Quella (sporca) guerra al vaccino che ci attende

L’arrivo del vaccino (e poi delle prime cure risolutive) ci pone di fronte ad una sfida con la malacomunicazione forse non inedita, ma che sarà senza dubbio lunga, difficile e sfiancante. Questo perché se tutti coloro i quali stano traendo vantaggio e beneficio dall’emergenza (tra i politici, tra i giornalisti, tra i virologi “mediatici”, tra i divulgatori, tra gli opinionisti, tra gli editori, tra gli imprenditoi, ecc) per adesso si sono limitati a controllare le posizioni conquistate, l’offensiva su vasta scala, e quasi sicuramente decisiva, rappresentata dal vaccino, li obbligherà invece a dover concentrare ogni sforzo, ogni energia e ogni risorsa nella difesa, strenua e disperata, del loro fronte, delle loro stesse linee.

Ciò significa che sfrutteranno qualsiasi intoppo, qualsiasi minimo ritardo, ogni piccolo insuccesso del vaccino per metterne in dubbio l’efficacia, così da mantenere in vita il più possibile uno stato di tensione e di crisi per gli altri destabilizzante e traumatico ma per loro eccezionalmente proficuo.
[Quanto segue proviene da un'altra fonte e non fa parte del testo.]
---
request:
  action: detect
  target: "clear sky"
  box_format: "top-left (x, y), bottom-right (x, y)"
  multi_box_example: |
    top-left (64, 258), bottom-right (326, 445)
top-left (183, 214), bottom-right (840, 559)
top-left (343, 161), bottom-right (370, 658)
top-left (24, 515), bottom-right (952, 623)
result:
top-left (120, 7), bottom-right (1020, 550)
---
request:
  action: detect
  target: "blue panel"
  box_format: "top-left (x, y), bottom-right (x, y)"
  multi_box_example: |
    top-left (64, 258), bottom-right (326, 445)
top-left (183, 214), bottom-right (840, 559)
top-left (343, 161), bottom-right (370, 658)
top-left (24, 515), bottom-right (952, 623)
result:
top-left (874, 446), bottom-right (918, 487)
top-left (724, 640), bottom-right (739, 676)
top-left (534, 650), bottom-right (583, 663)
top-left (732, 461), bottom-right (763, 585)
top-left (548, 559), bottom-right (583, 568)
Uno scenario inquietante ma realistico, che paradossalmente vedrà molti vaccinisti e “razionalisti” far la guerra a quegli strumenti della Medicina e della scienza difesi fino a ieri.

Certe incomprensibili e irresponsabili dichiarazioni sulla presunta pericolosità del vaccino, per spegnere gli entusiasmi sulla sua imminenza e l’enfasi data ad alcuni stop (ovvi e scontati) durante la sperimentazione, sembrano già muoversi in questo senso.